Sounds like you need a new spark plug pack.


----------



## suzuki0702 (Apr 6, 2008)

what year is your ex? grandview could be right. when the cops go bad they sometimes just go suddenly or sometimes erradicly fail..chances are it wont throw a code... next time it does it, start disconnecting the plugs on top of the cops...if it gets worse, that isnt the cylinder with the problem, if it stays the same youve found the cylinder


----------



## gotsnow? (Mar 28, 2007)

Okay. the Exc is an '02


----------



## albhb3 (Dec 18, 2007)

you are freakin out...man


----------



## grec-o-face (Jul 7, 2009)

I agree.
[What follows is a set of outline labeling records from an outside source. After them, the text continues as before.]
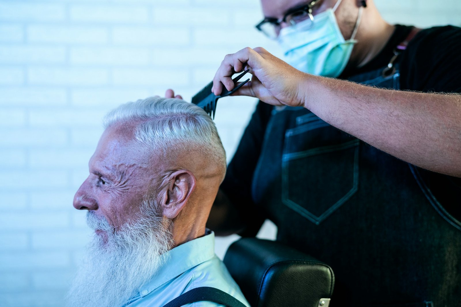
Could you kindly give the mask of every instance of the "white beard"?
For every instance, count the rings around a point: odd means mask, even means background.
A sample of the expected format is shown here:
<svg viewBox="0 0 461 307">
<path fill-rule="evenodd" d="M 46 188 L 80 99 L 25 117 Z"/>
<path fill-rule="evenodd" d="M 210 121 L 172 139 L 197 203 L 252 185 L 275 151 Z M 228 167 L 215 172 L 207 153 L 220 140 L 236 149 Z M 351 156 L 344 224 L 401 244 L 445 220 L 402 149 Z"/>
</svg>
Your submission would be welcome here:
<svg viewBox="0 0 461 307">
<path fill-rule="evenodd" d="M 171 249 L 171 221 L 157 213 L 153 201 L 142 205 L 140 217 L 116 232 L 104 218 L 87 214 L 95 234 L 67 296 L 69 306 L 118 307 L 126 304 L 163 265 Z"/>
</svg>

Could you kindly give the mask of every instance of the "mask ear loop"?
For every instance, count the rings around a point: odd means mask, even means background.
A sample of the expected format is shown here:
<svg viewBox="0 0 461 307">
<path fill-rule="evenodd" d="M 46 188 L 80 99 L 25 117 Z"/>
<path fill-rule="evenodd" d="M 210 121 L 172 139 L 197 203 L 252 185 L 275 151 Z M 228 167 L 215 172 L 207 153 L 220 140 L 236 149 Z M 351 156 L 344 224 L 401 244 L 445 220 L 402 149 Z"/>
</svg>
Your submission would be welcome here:
<svg viewBox="0 0 461 307">
<path fill-rule="evenodd" d="M 357 17 L 357 22 L 355 23 L 355 26 L 352 32 L 352 35 L 350 36 L 350 39 L 353 40 L 357 34 L 357 32 L 359 30 L 359 25 L 360 24 L 360 21 L 362 19 L 362 13 L 363 12 L 363 6 L 361 6 L 359 8 L 359 16 Z"/>
</svg>

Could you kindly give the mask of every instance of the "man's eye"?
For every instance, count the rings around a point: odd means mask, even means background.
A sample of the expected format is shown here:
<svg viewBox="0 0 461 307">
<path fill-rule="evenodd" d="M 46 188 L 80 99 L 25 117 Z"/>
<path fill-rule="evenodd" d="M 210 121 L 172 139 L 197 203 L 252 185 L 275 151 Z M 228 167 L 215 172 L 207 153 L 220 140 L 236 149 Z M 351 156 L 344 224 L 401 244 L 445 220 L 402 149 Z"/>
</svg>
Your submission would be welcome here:
<svg viewBox="0 0 461 307">
<path fill-rule="evenodd" d="M 290 19 L 298 20 L 303 18 L 305 18 L 308 15 L 307 12 L 305 11 L 297 11 L 294 12 L 290 15 Z"/>
</svg>

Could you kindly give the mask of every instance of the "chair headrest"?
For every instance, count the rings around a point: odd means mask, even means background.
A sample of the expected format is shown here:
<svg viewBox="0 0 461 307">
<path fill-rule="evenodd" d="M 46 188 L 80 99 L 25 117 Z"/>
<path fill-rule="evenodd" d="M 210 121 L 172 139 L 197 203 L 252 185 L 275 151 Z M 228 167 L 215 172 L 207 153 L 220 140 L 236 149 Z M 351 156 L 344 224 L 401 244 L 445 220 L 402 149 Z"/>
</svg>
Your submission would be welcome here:
<svg viewBox="0 0 461 307">
<path fill-rule="evenodd" d="M 224 263 L 254 307 L 318 307 L 333 292 L 330 266 L 278 242 L 241 239 L 229 247 Z"/>
</svg>

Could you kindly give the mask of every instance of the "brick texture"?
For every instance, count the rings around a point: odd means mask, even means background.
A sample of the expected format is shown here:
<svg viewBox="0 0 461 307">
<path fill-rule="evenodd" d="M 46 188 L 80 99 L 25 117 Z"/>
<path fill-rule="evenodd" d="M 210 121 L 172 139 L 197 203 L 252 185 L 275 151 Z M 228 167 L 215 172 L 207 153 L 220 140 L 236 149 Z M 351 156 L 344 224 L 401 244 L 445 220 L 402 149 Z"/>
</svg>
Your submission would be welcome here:
<svg viewBox="0 0 461 307">
<path fill-rule="evenodd" d="M 390 22 L 461 25 L 459 0 L 375 2 Z M 0 0 L 0 305 L 63 306 L 91 232 L 72 199 L 104 114 L 168 88 L 190 100 L 245 47 L 281 56 L 262 18 L 257 0 Z M 218 106 L 228 159 L 255 104 Z"/>
</svg>

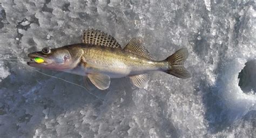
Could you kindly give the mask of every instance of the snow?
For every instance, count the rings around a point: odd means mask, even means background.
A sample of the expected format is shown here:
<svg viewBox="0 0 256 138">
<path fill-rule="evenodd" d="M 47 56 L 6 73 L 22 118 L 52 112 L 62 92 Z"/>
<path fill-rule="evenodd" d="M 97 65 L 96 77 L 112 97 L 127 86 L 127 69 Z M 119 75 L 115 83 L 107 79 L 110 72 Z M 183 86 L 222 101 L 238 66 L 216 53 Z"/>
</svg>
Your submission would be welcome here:
<svg viewBox="0 0 256 138">
<path fill-rule="evenodd" d="M 243 92 L 238 78 L 256 59 L 253 1 L 0 3 L 1 137 L 256 136 L 256 95 Z M 89 28 L 111 34 L 123 47 L 141 37 L 156 60 L 187 47 L 192 78 L 152 72 L 143 89 L 113 79 L 107 90 L 91 92 L 98 99 L 22 60 L 46 46 L 79 43 Z M 247 75 L 255 75 L 250 68 Z M 79 76 L 36 70 L 83 85 Z M 246 85 L 255 84 L 250 79 Z"/>
</svg>

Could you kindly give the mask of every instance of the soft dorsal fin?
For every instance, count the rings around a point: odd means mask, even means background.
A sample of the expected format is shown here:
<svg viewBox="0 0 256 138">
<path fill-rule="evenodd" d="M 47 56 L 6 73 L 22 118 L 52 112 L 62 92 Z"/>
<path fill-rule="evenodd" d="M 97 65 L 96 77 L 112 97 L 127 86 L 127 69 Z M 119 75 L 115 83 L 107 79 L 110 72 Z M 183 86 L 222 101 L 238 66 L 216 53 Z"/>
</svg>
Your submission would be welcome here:
<svg viewBox="0 0 256 138">
<path fill-rule="evenodd" d="M 147 73 L 130 76 L 130 79 L 132 82 L 137 87 L 142 88 L 147 85 L 150 75 Z"/>
<path fill-rule="evenodd" d="M 112 36 L 100 30 L 92 29 L 84 30 L 82 43 L 121 49 L 118 42 Z"/>
<path fill-rule="evenodd" d="M 131 40 L 130 40 L 129 43 L 125 46 L 124 49 L 132 51 L 144 58 L 149 59 L 152 59 L 150 53 L 143 46 L 143 44 L 139 38 L 133 38 L 131 39 Z"/>
</svg>

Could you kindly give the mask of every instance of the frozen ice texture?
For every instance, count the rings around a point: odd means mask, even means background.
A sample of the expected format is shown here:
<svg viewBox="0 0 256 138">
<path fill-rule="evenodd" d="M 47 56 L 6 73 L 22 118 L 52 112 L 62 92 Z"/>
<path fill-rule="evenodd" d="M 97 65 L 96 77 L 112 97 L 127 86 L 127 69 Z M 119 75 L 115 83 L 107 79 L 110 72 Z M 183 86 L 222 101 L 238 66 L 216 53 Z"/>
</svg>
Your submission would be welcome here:
<svg viewBox="0 0 256 138">
<path fill-rule="evenodd" d="M 1 60 L 1 137 L 256 137 L 256 96 L 244 93 L 238 78 L 245 64 L 256 59 L 254 1 L 0 3 L 2 59 L 79 43 L 82 30 L 93 28 L 123 47 L 142 37 L 156 60 L 187 47 L 185 66 L 193 74 L 183 80 L 152 73 L 144 89 L 112 79 L 107 90 L 92 92 L 102 101 L 22 60 Z M 38 70 L 83 85 L 79 76 Z"/>
</svg>

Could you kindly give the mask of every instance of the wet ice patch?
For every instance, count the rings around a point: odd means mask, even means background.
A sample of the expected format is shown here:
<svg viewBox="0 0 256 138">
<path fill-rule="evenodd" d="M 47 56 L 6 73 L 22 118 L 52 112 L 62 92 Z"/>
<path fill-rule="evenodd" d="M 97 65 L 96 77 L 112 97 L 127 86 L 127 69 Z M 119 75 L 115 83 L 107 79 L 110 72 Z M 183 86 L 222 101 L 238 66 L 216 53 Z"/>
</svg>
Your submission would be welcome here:
<svg viewBox="0 0 256 138">
<path fill-rule="evenodd" d="M 7 70 L 5 67 L 2 66 L 2 65 L 1 65 L 0 63 L 0 82 L 11 74 L 9 70 Z"/>
</svg>

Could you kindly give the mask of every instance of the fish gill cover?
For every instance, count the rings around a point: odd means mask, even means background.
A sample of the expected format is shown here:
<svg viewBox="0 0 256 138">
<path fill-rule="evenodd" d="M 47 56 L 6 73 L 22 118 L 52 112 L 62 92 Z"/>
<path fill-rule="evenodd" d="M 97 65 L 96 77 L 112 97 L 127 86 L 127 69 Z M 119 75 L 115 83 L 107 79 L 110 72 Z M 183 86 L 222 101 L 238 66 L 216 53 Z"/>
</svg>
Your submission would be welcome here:
<svg viewBox="0 0 256 138">
<path fill-rule="evenodd" d="M 253 1 L 0 3 L 1 137 L 256 136 L 256 96 L 238 85 L 245 64 L 256 59 Z M 123 47 L 142 37 L 156 60 L 187 47 L 192 77 L 156 72 L 143 89 L 112 79 L 108 89 L 92 92 L 101 101 L 24 64 L 29 52 L 79 43 L 88 28 L 107 32 Z M 3 60 L 11 58 L 18 61 Z M 40 71 L 83 83 L 79 76 Z"/>
</svg>

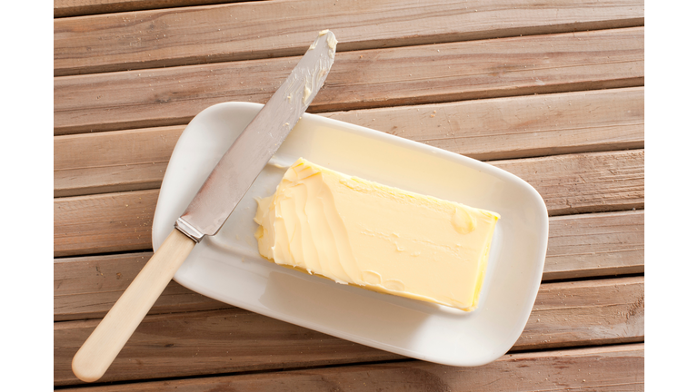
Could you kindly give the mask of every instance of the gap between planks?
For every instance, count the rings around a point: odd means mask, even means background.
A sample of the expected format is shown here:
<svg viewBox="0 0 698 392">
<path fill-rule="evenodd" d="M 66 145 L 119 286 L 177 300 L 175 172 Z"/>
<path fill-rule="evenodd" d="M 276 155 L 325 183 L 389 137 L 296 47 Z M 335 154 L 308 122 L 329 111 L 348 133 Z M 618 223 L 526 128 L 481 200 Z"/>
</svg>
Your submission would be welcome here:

Coils go all the time.


----------



## plowguy43 (Jan 2, 2008)

albhb3;1010697 said:


> you are freakin out...man


hahahahaha speeding and....speeding and


----------



## grec-o-face (Jul 7, 2009)

plowguy43;1010703 said:


> hahahahaha speeding and....speeding and


I can't believe I didn't catch that~!!!!! AWESOME!!


----------



## albhb3 (Dec 18, 2007)

plowguy43;1010703 said:


> hahahahaha speeding and....speeding and


littering and littering and smokin the reefer.... aw officer that isnt.... and to teach you boys a lesson me and office rabbit were gonna stand here until you smoke the whole bag.... please no!:laughing:


----------



## plowguy43 (Jan 2, 2008)

I knew it was something else, I just couldn't remember the exact line! The Schnozberries taste like Schnozberries!


----------



## gotsnow? (Mar 28, 2007)

plowguy43;1010719 said:


> I knew it was something else, I just couldn't remember the exact line! The Schnozberries taste like Schnozberries!


I'm glad somebody finally caught on to the subtle title!


----------



## gotsnow? (Mar 28, 2007)

but in all actuality, I will check the coils. Thanks guys, wasn't quite sure where to start when the problem "fixed itself"


----------



## scottyknows50 (Feb 19, 2010)

Candybars!


----------



## sidthss (Oct 23, 2009)

Hey guys, anybody got a liter of cola?


----------



## plowguy43 (Jan 2, 2008)

I don't want a large farva


----------



## nixray (Jan 31, 2008)

Chicken ***(er


----------



## plowguy43 (Jan 2, 2008)

The de-licing tastes delicious.


----------



## gotsnow? (Mar 28, 2007)

License and registration meow!


----------



## deere615 (Jun 1, 2007)

Right meow. did he just say meow? Great movie!


----------



## plowguy43 (Jan 2, 2008)

The next person to say Shinnanigans is going to get Pistol Whipped!



Hey Farva, whats that restaurant your always talking about, you know, the one with all the stuff on the walls?



Shinnanigans! Its Shinnanigans right?

Ohhhhhhhh!!!!


----------



## jr4x495 (Jan 12, 2004)

My 01 F350 did that once while towing my 14,000 pound dozer checked codes found sensor in head had seen head overheat and sent engine in to fail safe mode just changed sensor and no more problems.


----------



## Stik208 (Oct 19, 2004)

Who wants a moustache ride?


----------



## ajslands (Sep 3, 2009)

The snosberries taste like snosberries!


----------



## ajslands (Sep 3, 2009)

Oh you burger punk, you SOB


----------



## gotsnow? (Mar 28, 2007)

jr4x495;1014185 said:


> My 01 F350 did that once while towing my 14,000 pound dozer checked codes found sensor in head had seen head overheat and sent engine in to fail safe mode just changed sensor and no more problems.


I'm thinking overheated sensor maybe.. I was pushing alot of really wet/heavy snow that day, had been for about six hours straight.


----------